Jesus does not put an end to the practice of ritual washing but tries to recover its proper end which is holiness outside and inside. External rituals are done because they assist the person to an interior change. It is hoped that the washing of hands may lead to the washing of heart, to paraphrase what the Rabbi Shammai said. “Lord, wash away my iniquity and cleanse me of my sins,” prays the priest at the Preparation for the Gifts, echoing the ritual washing (cf. Lavabo) in Psa 51:2.
Through the external act of ritual washing, the person is reminded of his or her dependence on God, the creator. “Blessed are you, Lord our God, King of the universe who has made us holy with his commandments, and has commanded us the elevation of hands,” goes the Berakahprayer for the nitilat yadayim (washing of the hands).
In a rhetorical question, Jesus reminds his host of this dependence: “Did not the maker [ho poiēsas] of outside also make the [epoiēsen] inside?” (11:40, also in the Gospel of Thomas no. 89). Dependence on God is not a passive robot-like reliance but one that leads to good works (the two-fold love of God and neighbor). “Greed” (harpagē, “rapacity, plunder,” v. 39) has no place in the person who washes “the inside” (to esōthen, v. 39) as well. “First clean the inside…so that the outside may become clean also” (its parallel in Mat 23:36).
Jesus gives then an example what a person with a clean “inside” does: “almsgiving” or better “act of kindness” for the Greek eleēmosynē (Luke 11:41). Such is the antithesis of greed. A little later, on another teaching about dependence on God (12:22-34), Jesus highlights further this social dimension: “Sell all your belongings and practice eleēmosynē” (v. 33).

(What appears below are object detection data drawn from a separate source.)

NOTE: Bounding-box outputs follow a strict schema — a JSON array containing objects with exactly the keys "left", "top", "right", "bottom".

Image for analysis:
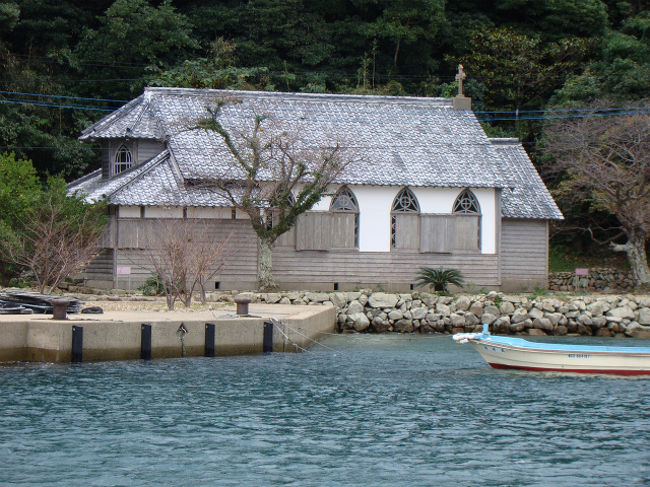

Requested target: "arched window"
[
  {"left": 452, "top": 189, "right": 481, "bottom": 251},
  {"left": 390, "top": 188, "right": 420, "bottom": 249},
  {"left": 113, "top": 144, "right": 133, "bottom": 175},
  {"left": 453, "top": 189, "right": 481, "bottom": 214},
  {"left": 330, "top": 186, "right": 359, "bottom": 248}
]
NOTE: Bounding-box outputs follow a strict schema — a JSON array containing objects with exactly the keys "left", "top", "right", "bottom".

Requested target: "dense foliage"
[
  {"left": 0, "top": 0, "right": 650, "bottom": 262},
  {"left": 0, "top": 154, "right": 107, "bottom": 292}
]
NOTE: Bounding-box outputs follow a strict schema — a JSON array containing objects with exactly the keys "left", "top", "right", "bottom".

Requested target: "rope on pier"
[{"left": 271, "top": 318, "right": 336, "bottom": 352}]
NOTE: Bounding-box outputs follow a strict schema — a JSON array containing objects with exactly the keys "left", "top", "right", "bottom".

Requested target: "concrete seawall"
[{"left": 0, "top": 304, "right": 336, "bottom": 362}]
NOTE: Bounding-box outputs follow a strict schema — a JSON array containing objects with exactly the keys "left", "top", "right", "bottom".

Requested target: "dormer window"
[{"left": 113, "top": 144, "right": 133, "bottom": 175}]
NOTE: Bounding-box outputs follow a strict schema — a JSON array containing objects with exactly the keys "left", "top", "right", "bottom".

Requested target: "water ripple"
[{"left": 0, "top": 336, "right": 650, "bottom": 486}]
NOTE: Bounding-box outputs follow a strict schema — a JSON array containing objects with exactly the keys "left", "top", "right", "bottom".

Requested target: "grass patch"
[{"left": 548, "top": 246, "right": 630, "bottom": 272}]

External rituals like washing can be means to holiness but they can be also just like that or worse, an obsession, like a “punctilious concern for the Church’s liturgy” as Pope Francis warns in Gaudate et Exsultate(no. 57).

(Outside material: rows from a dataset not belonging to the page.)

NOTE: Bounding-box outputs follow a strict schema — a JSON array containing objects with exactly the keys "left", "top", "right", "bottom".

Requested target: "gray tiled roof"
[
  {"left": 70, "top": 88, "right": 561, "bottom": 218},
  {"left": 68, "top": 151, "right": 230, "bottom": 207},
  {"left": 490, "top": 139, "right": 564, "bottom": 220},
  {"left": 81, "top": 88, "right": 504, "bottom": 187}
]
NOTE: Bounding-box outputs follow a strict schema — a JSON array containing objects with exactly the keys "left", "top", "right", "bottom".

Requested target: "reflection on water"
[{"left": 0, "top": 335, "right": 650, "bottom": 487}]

A personal encounter with Jesus, like what that Pharisee was privileged with, is the best “rite of washing” to reach that end. What external act is more important than to encounter the “one who made the outside and the inside”?

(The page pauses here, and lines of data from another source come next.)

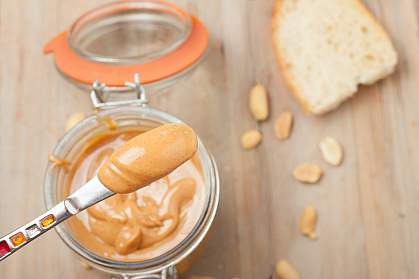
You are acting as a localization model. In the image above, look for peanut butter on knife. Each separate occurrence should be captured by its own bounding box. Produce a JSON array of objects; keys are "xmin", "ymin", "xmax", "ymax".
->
[{"xmin": 98, "ymin": 124, "xmax": 197, "ymax": 194}]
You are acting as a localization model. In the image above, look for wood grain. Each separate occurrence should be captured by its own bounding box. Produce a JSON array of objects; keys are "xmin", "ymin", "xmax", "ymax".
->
[{"xmin": 0, "ymin": 0, "xmax": 419, "ymax": 279}]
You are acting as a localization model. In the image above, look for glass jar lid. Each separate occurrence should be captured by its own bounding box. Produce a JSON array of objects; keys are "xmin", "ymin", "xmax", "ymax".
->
[{"xmin": 44, "ymin": 0, "xmax": 208, "ymax": 86}]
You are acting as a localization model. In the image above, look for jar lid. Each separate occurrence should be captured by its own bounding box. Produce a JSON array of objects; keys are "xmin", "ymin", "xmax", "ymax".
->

One can relate this to the story of Zacchaeus (Luke 19:1-1), a chief tax collector and a rich man (v. 2). Luke may have intended this to be a contrast (Greek style of synkrisis) of his earlier story on the Pharisee in Luke 11. The Pharisee invites Jesus to dine with him while Zacchaeus is “invited” by Jesus. The Pharisee is perceived as righteous while Zacchaeus a “sinner” (19:7). The Pharisee is suspicious of Jesus’ actuation as a guest while Zacchaeus is moved by it: “Behold, half of my possession, Lord, I shall give to the poor and if I have extorted anything from anyone I shall repay it four times over” (19:8). Even without the ritual washing before the meal, but a personal encounter with Jesus, Zacchaeus proves himself to be the one whose “inside” is made clean.